Some of what was new at the time the book came out in 1984 has lost its ability to shock. Cocaine! Lesbians! The New York Post! Big screen depictions of cocaine use from Goodfellas on down have built up a public tolerance, to the point where Charli xcx can have a mainstream pop smash with “bumpin’ it” as the hook. And all of the literary excess-farces of the 1980s wilt in the shadow of Martin Amis’s Money (1985).
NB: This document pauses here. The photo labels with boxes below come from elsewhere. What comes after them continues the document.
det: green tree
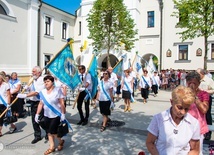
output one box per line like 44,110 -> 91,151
172,0 -> 214,69
87,0 -> 137,66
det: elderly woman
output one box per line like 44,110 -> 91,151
35,75 -> 65,155
186,71 -> 209,155
96,71 -> 114,132
0,72 -> 11,137
146,86 -> 200,155
121,69 -> 134,112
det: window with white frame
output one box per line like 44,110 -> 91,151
211,43 -> 214,60
62,22 -> 68,39
45,16 -> 51,36
79,22 -> 82,36
147,11 -> 155,27
44,54 -> 52,74
0,4 -> 7,15
178,45 -> 188,60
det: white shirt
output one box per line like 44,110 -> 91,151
41,87 -> 64,118
79,73 -> 92,91
98,80 -> 114,101
9,79 -> 21,94
0,82 -> 10,104
147,109 -> 200,155
152,75 -> 160,87
54,79 -> 66,99
129,71 -> 137,79
110,72 -> 118,83
122,75 -> 133,91
29,76 -> 45,101
139,76 -> 151,88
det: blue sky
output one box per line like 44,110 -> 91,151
42,0 -> 81,14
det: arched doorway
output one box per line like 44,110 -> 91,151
141,53 -> 159,70
98,54 -> 119,68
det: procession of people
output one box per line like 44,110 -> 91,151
0,65 -> 214,155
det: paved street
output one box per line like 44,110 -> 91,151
0,90 -> 211,155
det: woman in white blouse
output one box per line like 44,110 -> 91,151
0,72 -> 10,137
96,71 -> 114,132
35,75 -> 65,155
121,69 -> 134,112
139,70 -> 152,104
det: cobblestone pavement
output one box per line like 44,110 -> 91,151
0,90 -> 213,155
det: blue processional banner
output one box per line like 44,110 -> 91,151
88,55 -> 98,98
45,43 -> 81,90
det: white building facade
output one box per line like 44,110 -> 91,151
0,0 -> 214,76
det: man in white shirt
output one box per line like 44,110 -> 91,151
129,67 -> 137,97
17,66 -> 47,144
108,67 -> 118,101
151,71 -> 160,97
77,65 -> 92,126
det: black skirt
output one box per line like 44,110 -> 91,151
99,101 -> 111,115
122,90 -> 131,99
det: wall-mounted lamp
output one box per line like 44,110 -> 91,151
196,48 -> 202,56
166,49 -> 172,57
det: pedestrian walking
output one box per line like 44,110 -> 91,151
17,66 -> 48,144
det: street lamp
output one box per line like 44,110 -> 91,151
158,0 -> 163,71
80,46 -> 83,65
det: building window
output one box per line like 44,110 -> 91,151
45,16 -> 51,36
179,45 -> 188,60
44,54 -> 51,74
62,22 -> 67,39
79,22 -> 82,35
211,43 -> 214,60
0,4 -> 7,15
179,9 -> 188,24
147,11 -> 155,27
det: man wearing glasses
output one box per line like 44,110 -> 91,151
77,65 -> 92,126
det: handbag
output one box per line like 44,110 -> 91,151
39,115 -> 46,130
142,76 -> 149,89
57,121 -> 69,138
3,110 -> 17,125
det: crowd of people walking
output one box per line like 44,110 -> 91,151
0,65 -> 214,155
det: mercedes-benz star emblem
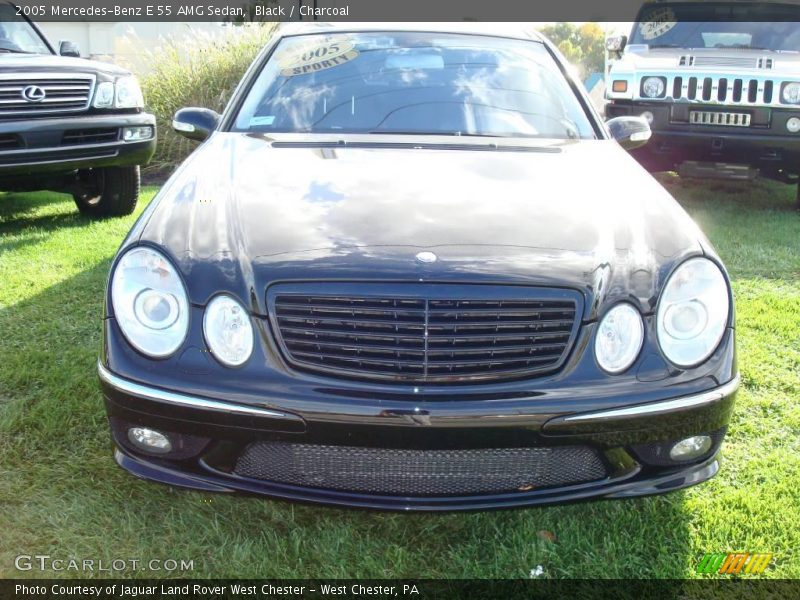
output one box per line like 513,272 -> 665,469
22,85 -> 47,102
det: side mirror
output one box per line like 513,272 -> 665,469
172,106 -> 219,142
606,35 -> 628,54
58,40 -> 81,58
606,117 -> 653,150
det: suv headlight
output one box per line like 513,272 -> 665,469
594,302 -> 644,373
781,82 -> 800,104
92,81 -> 114,108
642,77 -> 667,98
656,258 -> 730,367
114,77 -> 144,108
203,294 -> 253,367
111,247 -> 189,358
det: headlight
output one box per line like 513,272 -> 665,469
203,295 -> 253,367
114,77 -> 144,108
92,81 -> 114,108
111,247 -> 189,358
656,258 -> 730,367
642,77 -> 666,98
781,83 -> 800,104
594,303 -> 644,373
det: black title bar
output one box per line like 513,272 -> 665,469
9,0 -> 800,22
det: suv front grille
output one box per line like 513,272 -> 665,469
0,73 -> 95,118
270,284 -> 580,383
234,441 -> 606,496
639,75 -> 781,106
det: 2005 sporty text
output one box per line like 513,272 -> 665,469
99,24 -> 739,510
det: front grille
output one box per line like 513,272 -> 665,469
61,127 -> 119,146
234,442 -> 606,496
271,285 -> 578,382
0,74 -> 94,117
639,75 -> 781,106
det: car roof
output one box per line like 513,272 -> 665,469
278,21 -> 542,41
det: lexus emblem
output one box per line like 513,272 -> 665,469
415,252 -> 438,264
22,85 -> 47,102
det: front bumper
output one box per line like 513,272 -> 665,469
98,364 -> 739,511
0,112 -> 156,178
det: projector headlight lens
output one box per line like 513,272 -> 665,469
92,81 -> 114,108
656,258 -> 730,367
203,295 -> 253,367
642,77 -> 666,98
111,247 -> 189,358
594,303 -> 644,373
114,77 -> 144,108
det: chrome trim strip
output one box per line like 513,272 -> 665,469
97,362 -> 302,421
559,374 -> 741,423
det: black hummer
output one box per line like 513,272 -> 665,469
0,3 -> 156,216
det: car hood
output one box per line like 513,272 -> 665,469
138,133 -> 704,318
0,53 -> 130,76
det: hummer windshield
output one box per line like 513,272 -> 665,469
629,2 -> 800,52
0,4 -> 52,55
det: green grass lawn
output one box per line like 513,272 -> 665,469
0,176 -> 800,578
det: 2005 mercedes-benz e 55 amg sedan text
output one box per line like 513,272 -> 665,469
99,24 -> 739,510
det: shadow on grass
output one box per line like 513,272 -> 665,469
0,260 -> 693,578
655,172 -> 797,213
0,192 -> 99,254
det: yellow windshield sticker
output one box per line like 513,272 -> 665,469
639,7 -> 678,40
278,39 -> 358,77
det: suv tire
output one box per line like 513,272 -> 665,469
72,167 -> 141,217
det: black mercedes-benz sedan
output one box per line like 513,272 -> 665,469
99,24 -> 739,510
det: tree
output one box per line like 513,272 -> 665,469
541,23 -> 606,76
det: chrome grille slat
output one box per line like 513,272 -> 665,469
0,73 -> 95,117
270,284 -> 579,382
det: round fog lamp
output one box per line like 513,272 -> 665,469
669,435 -> 711,460
128,427 -> 172,454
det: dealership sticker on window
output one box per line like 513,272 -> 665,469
278,39 -> 358,77
639,8 -> 678,40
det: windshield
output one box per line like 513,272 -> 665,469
0,4 -> 51,54
630,3 -> 800,52
234,32 -> 595,139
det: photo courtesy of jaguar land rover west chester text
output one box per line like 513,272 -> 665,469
98,24 -> 739,510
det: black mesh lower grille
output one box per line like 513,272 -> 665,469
234,442 -> 606,496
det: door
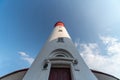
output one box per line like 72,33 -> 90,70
49,68 -> 71,80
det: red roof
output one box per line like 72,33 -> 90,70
54,21 -> 64,27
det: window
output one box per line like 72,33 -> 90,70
56,54 -> 65,57
58,30 -> 62,32
58,37 -> 64,42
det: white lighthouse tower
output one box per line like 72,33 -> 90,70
23,21 -> 97,80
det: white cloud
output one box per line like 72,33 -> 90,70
75,36 -> 120,78
18,52 -> 34,64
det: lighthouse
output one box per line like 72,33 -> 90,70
22,21 -> 97,80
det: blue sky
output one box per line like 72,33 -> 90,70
0,0 -> 120,78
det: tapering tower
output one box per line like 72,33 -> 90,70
23,21 -> 97,80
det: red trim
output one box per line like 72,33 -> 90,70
54,21 -> 64,27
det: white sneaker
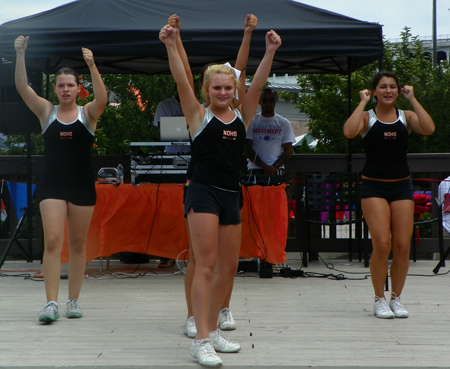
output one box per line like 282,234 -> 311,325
183,316 -> 197,338
191,339 -> 223,367
38,301 -> 59,323
373,297 -> 395,319
217,308 -> 236,331
209,329 -> 241,352
66,299 -> 83,319
389,293 -> 409,318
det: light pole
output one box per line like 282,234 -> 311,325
433,0 -> 438,66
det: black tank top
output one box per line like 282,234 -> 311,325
43,106 -> 95,184
362,110 -> 410,179
191,109 -> 246,191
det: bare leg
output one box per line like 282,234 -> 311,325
39,199 -> 67,302
208,224 -> 241,332
391,200 -> 414,296
361,197 -> 391,297
188,209 -> 219,339
67,203 -> 94,300
184,219 -> 195,318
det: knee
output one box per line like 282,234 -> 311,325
392,241 -> 411,258
373,239 -> 392,258
69,239 -> 86,255
45,233 -> 63,253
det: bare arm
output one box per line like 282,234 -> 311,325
167,14 -> 195,92
402,86 -> 435,136
343,90 -> 371,138
14,36 -> 53,128
241,31 -> 281,127
82,48 -> 108,129
159,25 -> 205,135
233,14 -> 258,106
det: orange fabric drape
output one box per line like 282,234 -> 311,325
61,183 -> 288,264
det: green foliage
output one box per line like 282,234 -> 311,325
298,139 -> 311,154
2,74 -> 176,155
314,141 -> 327,154
281,27 -> 450,153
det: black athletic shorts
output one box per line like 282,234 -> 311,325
361,178 -> 414,203
183,181 -> 244,210
184,182 -> 241,225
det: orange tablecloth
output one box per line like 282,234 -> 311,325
61,183 -> 288,264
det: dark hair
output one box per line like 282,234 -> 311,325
261,87 -> 278,100
371,71 -> 401,91
55,67 -> 80,85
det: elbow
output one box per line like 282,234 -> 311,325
342,127 -> 357,139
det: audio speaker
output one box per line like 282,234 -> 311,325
0,102 -> 41,135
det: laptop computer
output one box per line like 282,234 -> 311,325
159,117 -> 189,142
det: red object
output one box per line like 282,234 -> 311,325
61,183 -> 288,264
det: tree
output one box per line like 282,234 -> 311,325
2,74 -> 176,155
282,27 -> 450,153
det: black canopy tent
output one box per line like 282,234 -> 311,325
0,0 -> 383,74
0,0 -> 383,267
But one sees immediately why the book was a hit. McInerney has a gift for writing no more and no less than he needs. It’s a natural style that which feels economical without being stingy.
He also has a flair for the aphoristic, without it ever sounding like a line has been worked on all night. No later than page three, for example, we read: “You have travelled in the course of the night from the meticulous to the slime.” That’s a turn of phrase worthy of the Algonquin set. How about this, remarking on a model’s physique: “She had too much chest for couture.” This really could be Dorothy Parker, who began her career writing fashion captions for Vogue.
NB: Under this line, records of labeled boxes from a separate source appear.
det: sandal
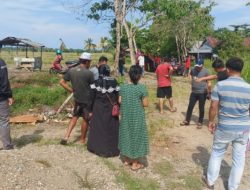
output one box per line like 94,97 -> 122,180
180,121 -> 189,126
131,163 -> 145,171
60,139 -> 67,145
170,107 -> 177,113
196,123 -> 202,129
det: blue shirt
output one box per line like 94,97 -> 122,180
211,77 -> 250,131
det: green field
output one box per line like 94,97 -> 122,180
0,50 -> 114,69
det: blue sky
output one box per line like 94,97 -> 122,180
0,0 -> 250,48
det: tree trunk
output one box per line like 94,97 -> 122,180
114,0 -> 121,76
133,34 -> 138,52
124,20 -> 136,65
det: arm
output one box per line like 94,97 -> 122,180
195,75 -> 217,82
208,100 -> 219,134
142,97 -> 148,107
60,79 -> 73,93
168,66 -> 173,76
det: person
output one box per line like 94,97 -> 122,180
118,49 -> 126,76
156,57 -> 177,114
60,52 -> 94,145
118,65 -> 149,171
203,57 -> 250,190
183,55 -> 191,77
90,56 -> 108,81
138,51 -> 145,75
195,59 -> 228,82
52,49 -> 63,71
87,64 -> 120,157
180,59 -> 211,129
0,58 -> 14,150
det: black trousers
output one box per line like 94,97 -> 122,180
186,92 -> 207,123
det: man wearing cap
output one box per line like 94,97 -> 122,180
180,59 -> 211,129
60,52 -> 94,145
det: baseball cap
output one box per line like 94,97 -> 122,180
80,52 -> 92,60
194,58 -> 204,67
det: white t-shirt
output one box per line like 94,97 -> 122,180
138,55 -> 145,66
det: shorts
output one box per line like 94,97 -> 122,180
157,86 -> 172,98
73,102 -> 90,121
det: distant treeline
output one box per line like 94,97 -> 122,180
2,47 -> 102,53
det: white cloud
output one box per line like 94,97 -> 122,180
214,0 -> 249,12
0,0 -> 108,48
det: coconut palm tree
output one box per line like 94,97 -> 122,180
59,38 -> 67,51
99,37 -> 109,53
84,38 -> 93,51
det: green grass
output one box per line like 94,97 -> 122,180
1,50 -> 114,67
153,161 -> 174,177
11,73 -> 68,115
103,159 -> 159,190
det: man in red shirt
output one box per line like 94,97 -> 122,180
183,56 -> 191,77
156,58 -> 177,114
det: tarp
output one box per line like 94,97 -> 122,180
0,37 -> 45,48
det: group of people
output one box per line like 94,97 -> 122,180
60,53 -> 149,170
0,49 -> 250,190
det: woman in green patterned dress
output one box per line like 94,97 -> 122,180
119,65 -> 149,170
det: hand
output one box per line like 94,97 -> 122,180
8,98 -> 14,106
195,78 -> 202,83
208,121 -> 217,134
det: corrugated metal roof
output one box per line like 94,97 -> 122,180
0,37 -> 45,48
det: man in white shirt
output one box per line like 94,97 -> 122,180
138,52 -> 145,75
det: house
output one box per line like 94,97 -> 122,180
188,36 -> 219,58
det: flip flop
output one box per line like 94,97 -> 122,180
180,121 -> 189,126
60,139 -> 67,145
196,123 -> 202,129
170,108 -> 177,113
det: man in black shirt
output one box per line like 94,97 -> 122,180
0,59 -> 13,150
195,59 -> 228,82
60,53 -> 94,145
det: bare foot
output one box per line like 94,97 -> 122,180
79,139 -> 86,144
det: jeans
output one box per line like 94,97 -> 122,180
118,64 -> 124,76
186,92 -> 207,123
0,100 -> 13,149
207,129 -> 249,190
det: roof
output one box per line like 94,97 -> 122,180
188,41 -> 213,54
203,36 -> 220,48
0,37 -> 45,48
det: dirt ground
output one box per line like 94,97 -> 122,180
0,70 -> 250,190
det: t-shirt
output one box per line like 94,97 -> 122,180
64,66 -> 94,105
155,63 -> 172,87
217,69 -> 228,81
138,55 -> 145,66
211,77 -> 250,131
53,55 -> 62,65
89,66 -> 99,81
190,68 -> 209,94
185,57 -> 191,69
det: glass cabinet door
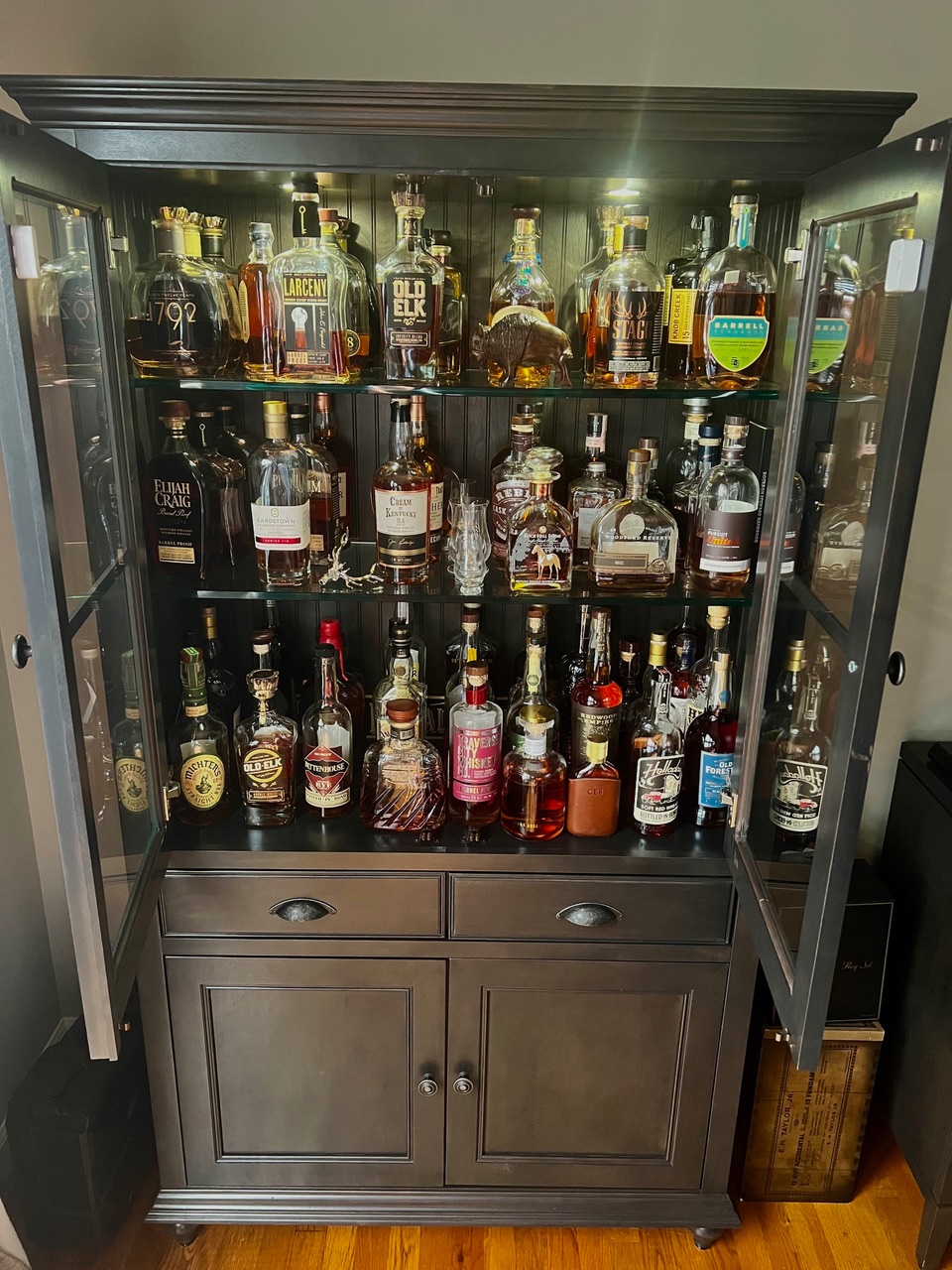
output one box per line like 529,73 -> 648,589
0,121 -> 163,1058
727,124 -> 952,1068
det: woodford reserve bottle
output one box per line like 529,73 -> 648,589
373,398 -> 430,584
142,401 -> 221,580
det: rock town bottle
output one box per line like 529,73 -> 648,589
690,194 -> 776,390
248,398 -> 311,586
300,644 -> 354,821
377,178 -> 444,384
683,653 -> 738,829
235,671 -> 298,828
589,449 -> 678,594
169,648 -> 232,826
373,398 -> 430,585
593,203 -> 663,389
142,401 -> 221,580
690,416 -> 761,595
447,662 -> 503,829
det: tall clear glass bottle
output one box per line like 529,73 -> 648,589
377,178 -> 444,384
248,401 -> 311,586
690,194 -> 776,390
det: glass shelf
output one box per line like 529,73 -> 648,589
153,543 -> 752,608
131,371 -> 779,401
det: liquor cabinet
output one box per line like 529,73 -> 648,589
0,77 -> 952,1247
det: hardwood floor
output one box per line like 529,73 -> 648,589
18,1128 -> 952,1270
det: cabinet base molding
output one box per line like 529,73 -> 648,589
146,1188 -> 740,1233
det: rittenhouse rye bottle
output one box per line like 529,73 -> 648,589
142,401 -> 221,581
A couple more. Of his boss at the unnamed magazine’s Department of Factual Verification, McInerney’s unnamed narrator writes: “Clara has a mind like a steel mousetrap and a heart like a twelve minute egg.” Or the music of this line, after a quick set up: “You have always thought that Michael would make a great prosecuting attorney. He has an acute sense of universal guilt and a keen nose for circumstantial evidence.” That’s perfectly weighted, and could have been written by HL Mencken.
Beyond the fine lines — which I do think bear the influence of the magazine McInerney escaped — the lines of coke, and the slapstick, we find a story of repressed grief, as the protagonist reveals the cancer-death of his mother. It turns out there’s no quantity of blow that will drown out reality forever.
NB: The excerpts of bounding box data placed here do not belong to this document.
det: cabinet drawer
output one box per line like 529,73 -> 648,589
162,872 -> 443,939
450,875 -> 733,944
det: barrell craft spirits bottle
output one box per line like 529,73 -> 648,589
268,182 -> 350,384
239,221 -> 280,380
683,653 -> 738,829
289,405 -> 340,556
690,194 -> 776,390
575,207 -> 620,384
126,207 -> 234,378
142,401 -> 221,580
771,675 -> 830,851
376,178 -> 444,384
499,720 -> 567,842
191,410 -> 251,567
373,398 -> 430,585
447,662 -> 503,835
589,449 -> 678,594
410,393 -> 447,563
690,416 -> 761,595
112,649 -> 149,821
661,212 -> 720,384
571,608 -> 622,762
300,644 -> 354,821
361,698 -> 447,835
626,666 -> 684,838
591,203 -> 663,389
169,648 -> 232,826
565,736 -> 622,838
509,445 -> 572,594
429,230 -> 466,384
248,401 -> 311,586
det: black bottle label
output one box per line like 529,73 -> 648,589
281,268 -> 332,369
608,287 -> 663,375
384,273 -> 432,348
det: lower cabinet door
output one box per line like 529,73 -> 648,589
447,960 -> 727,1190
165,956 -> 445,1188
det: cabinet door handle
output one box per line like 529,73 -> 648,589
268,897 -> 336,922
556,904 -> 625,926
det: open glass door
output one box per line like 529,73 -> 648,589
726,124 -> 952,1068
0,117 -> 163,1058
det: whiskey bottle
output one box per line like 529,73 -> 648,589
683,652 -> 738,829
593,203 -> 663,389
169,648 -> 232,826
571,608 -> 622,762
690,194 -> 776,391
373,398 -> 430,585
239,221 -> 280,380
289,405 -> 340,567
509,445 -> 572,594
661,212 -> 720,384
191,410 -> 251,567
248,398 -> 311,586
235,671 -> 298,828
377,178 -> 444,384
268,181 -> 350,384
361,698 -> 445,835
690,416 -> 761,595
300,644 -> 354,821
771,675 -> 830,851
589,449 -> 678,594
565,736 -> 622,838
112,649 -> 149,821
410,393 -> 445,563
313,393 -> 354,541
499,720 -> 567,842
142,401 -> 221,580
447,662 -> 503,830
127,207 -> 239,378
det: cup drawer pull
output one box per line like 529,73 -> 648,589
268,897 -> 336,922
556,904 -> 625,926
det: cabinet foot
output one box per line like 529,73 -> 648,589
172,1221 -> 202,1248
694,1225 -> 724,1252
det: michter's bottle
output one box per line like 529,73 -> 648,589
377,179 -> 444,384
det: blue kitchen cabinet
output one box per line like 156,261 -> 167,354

Near the end of the book, we read our nameless anti-hero suggest that the living “have a responsibility to the dead”, only to turn the page to this: “The first light of the morning outlines the towers of the World Trade Center at the tip of the island.”
It would be 17 years before those towers would be destroyed, along with the people in them, by humourless men who never doubted they were right, and who believed you only need one book, and should only read it literally. (September 11th is the backdrop of McInerney’s 2006 book The Good Life.)
Today the book reminds that the responsibility of the living to the dead can’t easily be evaded by retreat into nihilistic self-destruction — and can’t be faced without an ironic sensibility.
****
Springtime for Nigel

“There’s a turquoise wave heading for the UK, and it should be welcomed with open arms.” That’s a line for my latest column in The Big Issue, which I’m delighted to see some readers have found confusing. The piece is titled: How I Learned to Stop Worrying and Love Reform.
Here’s an excerpt:
“… critics allege that Reform’s self-styled tribunes of the people are such Brechtian caricatures of wealth and privilege, they might as well be wearing top hats and monocles. But this would be the politics of envy. Why begrudge people for making money? What matters is this: Reform UK in power will fight for a Britain where everyone has the right to be born into a wealthy family.”